宁波10K超滤离心管厂家直销

超滤作为一种膜分离技术，普遍应用于生物样品的浓缩、脱盐和缓冲液置换，其原理是溶液在力的作用下，通过超滤膜孔径的筛滤，大分子量的颗粒被截留下来，而水、溶剂和低分子量溶质则允许透过膜，从而达到浓缩、脱盐和缓冲液置换的目的，这种方法较大的特点是操作简便、快速、高效，可同时浓缩和纯化分子。如何使用超滤心离心管1. 使用角转子加到超滤装置上，较大样本量为15 毫升（Anavo Ultra-15）。2. 将带盖过滤装置放入离心机转子内; 用一个类似的装置来平衡。3. 使用定角转子时，将薄膜面板朝上定位，较大旋转 5000 xg，旋转 30 分钟。4. 为了回收浓缩的溶质，在过滤装置的底部插入一个移液管，通过左右扫动的方式将样品抽离，以保证总回收率。超滤液可贮存在离心管中。说明：为达到较佳回收率，离心后应立即取出浓缩样品。超滤离心管是现代实验室必不可少的设备之一，为科研工作者提供了便利和支持。宁波10K超滤离心管厂家直销

超滤离心管的常见问题与解答，一：超滤离心管的膜材质是什么？超滤离心管的膜材质为特有的Ultracel再生纤维素膜，生产工艺严格，截留分子量明确而，蛋白吸附损失较小。二：如果要用超滤离心管的方法分离两种蛋白，那么这两个蛋白的大小需要相差多少？按照经验，建议两个蛋白的分子量要相差一个数量级（10倍）。不保证超滤离心管不包含RNA酶，建议用0.1%DEPC在37度浸泡2小时，以完全灭活RNA酶；残留的DEPC可以用Milli-Q超纯水洗涤除去。
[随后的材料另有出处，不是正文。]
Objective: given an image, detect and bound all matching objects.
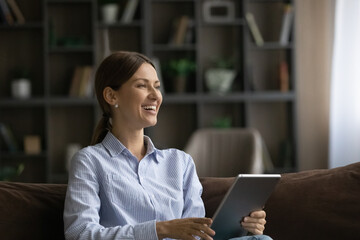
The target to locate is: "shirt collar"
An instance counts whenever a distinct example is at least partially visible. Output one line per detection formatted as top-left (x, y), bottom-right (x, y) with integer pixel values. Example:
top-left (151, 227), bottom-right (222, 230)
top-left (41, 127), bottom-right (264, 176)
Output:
top-left (102, 131), bottom-right (159, 162)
去污剂因其独特的性质，当浓度大于临界微团浓度（Critical Micelle Concentration、CMC）时，去污剂分子会聚集形成微团而改变分子构象，这有可能会影响去污剂的去除效果，具体的操作步骤请垂询我们。30K超滤离心管能干什么超滤离心管在临床诊断中也具有重要作用，如肾功能检测、脑脊液分析等领域。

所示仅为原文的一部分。